Now more than ever, in this period of COVID transition, business psychology has become critical to enabling organisations to create and foster a healthy work environment, and to select, support and motivate their employees. As an ABP member, you’ll become part of a growing community…
How would you describe what you do?
The way I would describe what I do would be as a subject matter expert in people Initiatives, especially those involving organisational development, change, culture, employee engagement, diversity, wellbeing and learning and development. I take an evidenced based approach collecting data, or feedback from senior leaders and the employees of an organisation, then analysing to provide a diagnosis in order to create a recommended action plan to help alleviate the client’s pain points and improve the experience of working within the organisation. Through program implementation, I seek to revolutionise the way people are led, managed and developed, with a focus on the employee’s experience and training, as this ensures that organisational transformation and development initiatives are embedded on a behavioural change level. My ‘why’ is to essentially do meaningful work where I can add value by making organisations a better place to work and a more enjoyable experience for all.
What was your first role as a business psychology practitioner?
This is an interesting one as I haven’t had a “business psychology practitioner” role in the traditional sense. However, what I have had are several roles (Training coordinator, Training Program Manager, Employee Engagement and Internal Comms Project Manager and more recently, People Strategy Project Manager) where I have been able to apply my knowledge of psychological theories and business psychology in whatever workplace I am in.
What has been your greatest role or achievement so far?
My greatest role would be People Strategy Project Manager at Centrepoint, as it has given me the most scope. I am responsible for the implementation of 6 workstreams: Leadership and Culture Change, Communication and Employee Engagement, Manager Capability, Wellbeing and Inclusion, Fair and Transparent Processes and Future Proofing the Organisation. My role has enabled me to sample each of the five core principles of business and occupational psychology.
What has been your biggest challenge as a business psychology practitioner?
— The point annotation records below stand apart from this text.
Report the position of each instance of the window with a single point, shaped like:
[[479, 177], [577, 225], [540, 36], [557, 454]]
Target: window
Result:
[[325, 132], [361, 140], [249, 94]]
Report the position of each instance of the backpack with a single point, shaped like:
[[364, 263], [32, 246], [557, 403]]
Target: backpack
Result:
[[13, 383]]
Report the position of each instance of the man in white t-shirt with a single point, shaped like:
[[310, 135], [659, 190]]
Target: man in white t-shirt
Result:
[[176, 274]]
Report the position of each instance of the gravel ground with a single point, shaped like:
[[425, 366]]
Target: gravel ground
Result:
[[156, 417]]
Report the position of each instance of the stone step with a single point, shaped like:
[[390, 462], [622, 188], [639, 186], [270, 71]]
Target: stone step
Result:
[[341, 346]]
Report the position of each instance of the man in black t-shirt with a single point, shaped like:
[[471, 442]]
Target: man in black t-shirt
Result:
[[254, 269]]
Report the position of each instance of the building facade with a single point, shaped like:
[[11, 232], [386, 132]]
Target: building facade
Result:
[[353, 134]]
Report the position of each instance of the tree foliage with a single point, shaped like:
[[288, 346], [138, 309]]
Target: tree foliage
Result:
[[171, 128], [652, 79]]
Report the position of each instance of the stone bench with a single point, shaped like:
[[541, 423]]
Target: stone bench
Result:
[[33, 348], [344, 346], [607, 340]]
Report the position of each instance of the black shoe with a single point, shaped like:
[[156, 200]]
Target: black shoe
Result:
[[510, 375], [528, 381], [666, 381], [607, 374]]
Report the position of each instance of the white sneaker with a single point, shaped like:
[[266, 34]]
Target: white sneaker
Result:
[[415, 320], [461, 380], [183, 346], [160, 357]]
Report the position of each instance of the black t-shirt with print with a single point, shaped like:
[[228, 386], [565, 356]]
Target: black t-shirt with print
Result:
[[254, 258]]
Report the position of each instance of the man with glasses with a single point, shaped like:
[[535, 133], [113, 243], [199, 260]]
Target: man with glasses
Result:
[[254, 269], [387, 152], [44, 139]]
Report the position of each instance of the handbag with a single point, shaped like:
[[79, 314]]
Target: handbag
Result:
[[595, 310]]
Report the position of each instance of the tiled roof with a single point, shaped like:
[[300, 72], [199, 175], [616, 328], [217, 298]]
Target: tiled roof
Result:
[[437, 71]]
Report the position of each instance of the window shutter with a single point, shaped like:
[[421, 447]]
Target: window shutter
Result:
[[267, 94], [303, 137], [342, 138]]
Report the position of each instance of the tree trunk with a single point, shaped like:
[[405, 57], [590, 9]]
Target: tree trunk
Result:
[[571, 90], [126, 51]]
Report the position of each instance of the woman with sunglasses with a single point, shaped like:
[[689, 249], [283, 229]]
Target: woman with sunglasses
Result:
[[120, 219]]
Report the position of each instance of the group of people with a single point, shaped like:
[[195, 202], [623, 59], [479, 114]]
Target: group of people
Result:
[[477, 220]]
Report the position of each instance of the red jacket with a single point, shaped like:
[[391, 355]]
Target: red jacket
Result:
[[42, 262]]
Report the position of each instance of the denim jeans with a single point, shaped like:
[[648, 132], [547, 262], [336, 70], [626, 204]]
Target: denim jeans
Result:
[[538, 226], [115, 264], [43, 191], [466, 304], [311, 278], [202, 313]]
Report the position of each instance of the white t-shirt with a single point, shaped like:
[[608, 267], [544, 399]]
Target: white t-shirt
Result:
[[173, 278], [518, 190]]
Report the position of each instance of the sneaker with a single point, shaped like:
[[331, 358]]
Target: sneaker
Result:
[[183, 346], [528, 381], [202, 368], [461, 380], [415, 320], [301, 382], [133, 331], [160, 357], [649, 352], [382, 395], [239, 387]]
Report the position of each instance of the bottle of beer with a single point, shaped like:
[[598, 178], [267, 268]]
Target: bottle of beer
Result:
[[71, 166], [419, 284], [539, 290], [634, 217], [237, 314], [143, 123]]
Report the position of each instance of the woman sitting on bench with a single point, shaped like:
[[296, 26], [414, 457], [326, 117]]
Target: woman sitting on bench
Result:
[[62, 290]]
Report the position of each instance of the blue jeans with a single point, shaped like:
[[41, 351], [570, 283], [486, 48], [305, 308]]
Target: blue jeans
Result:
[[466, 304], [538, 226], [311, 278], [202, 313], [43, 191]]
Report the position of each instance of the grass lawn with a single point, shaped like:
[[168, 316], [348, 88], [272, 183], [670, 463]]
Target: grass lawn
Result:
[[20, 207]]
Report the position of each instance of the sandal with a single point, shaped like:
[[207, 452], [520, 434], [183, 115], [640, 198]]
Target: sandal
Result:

I would say the biggest challenge would be changing attitudes within organisations. The world of business is definitely changing, and it’s not other business psychologists that we need to persuade! It’s people who aren’t in the traditional business psychology roles that could benefit from topical research and the amplification of our messages as business psychologists. For this, I believe we need to improve our access to information. The journals and research that are produced can be inaccessible to clients and colleagues that we work with. People like the HR Directors, Diversity and Inclusion Advisors and Wellbeing specialists. I appreciate all of our colleagues in business psychology who have started making tool kits or other accessible media(s) and simplifying their research findings into practical and actionable recommendations.
Which advice has helped you the most?
My mum told me when I was about 12- networking is key so start speaking to people!
If not business psychology, what would you love to do?
Working with young people to upskill and empower them in terms of sense of self and self- efficacy, emotional resistance and decision making. I think it’s necessary to help to provide them with a holistic awareness and understanding of their mental health and wellbeing and how to manage emotional turmoil, anxiety, depression and frustration/ anger management.
How do you spend your spare time?
Tending to my plants- anyone who has been on a video call with me recently will be able to tell you about my ever growing urban jungle! I also enjoy keeping active with regular walks, boxing, yoga and aerial fitness.
Who do you most admire, and why?
Michelle Obama- her elegance, her grace, her humility, that purple outfit on Biden’s inauguration day! Representation matters and she is an incredible role model for young girls and boys and older men and women alike as she is the living embodiment of inspiration, with effortless self-confidence, a strong character and purposeful actions and yet she is still so down to earth and human.
What, for you, does the future of business psychology look like?
In a word: busy! There has never been more of a need for business psychologists. I also think that we will continue to have a large focus on technology: culture change through technology, virtual l and d, virtual leadership, managing hybrid teams, the benefits of being connected, the drawback of being overconnected. I also think that there will be a greater shift towards purpose led organisations and sustainability.
As Conference Chair this year, how are you feeling?
In a word- excited- sharing best practice and thought provoking content is a passion of mine!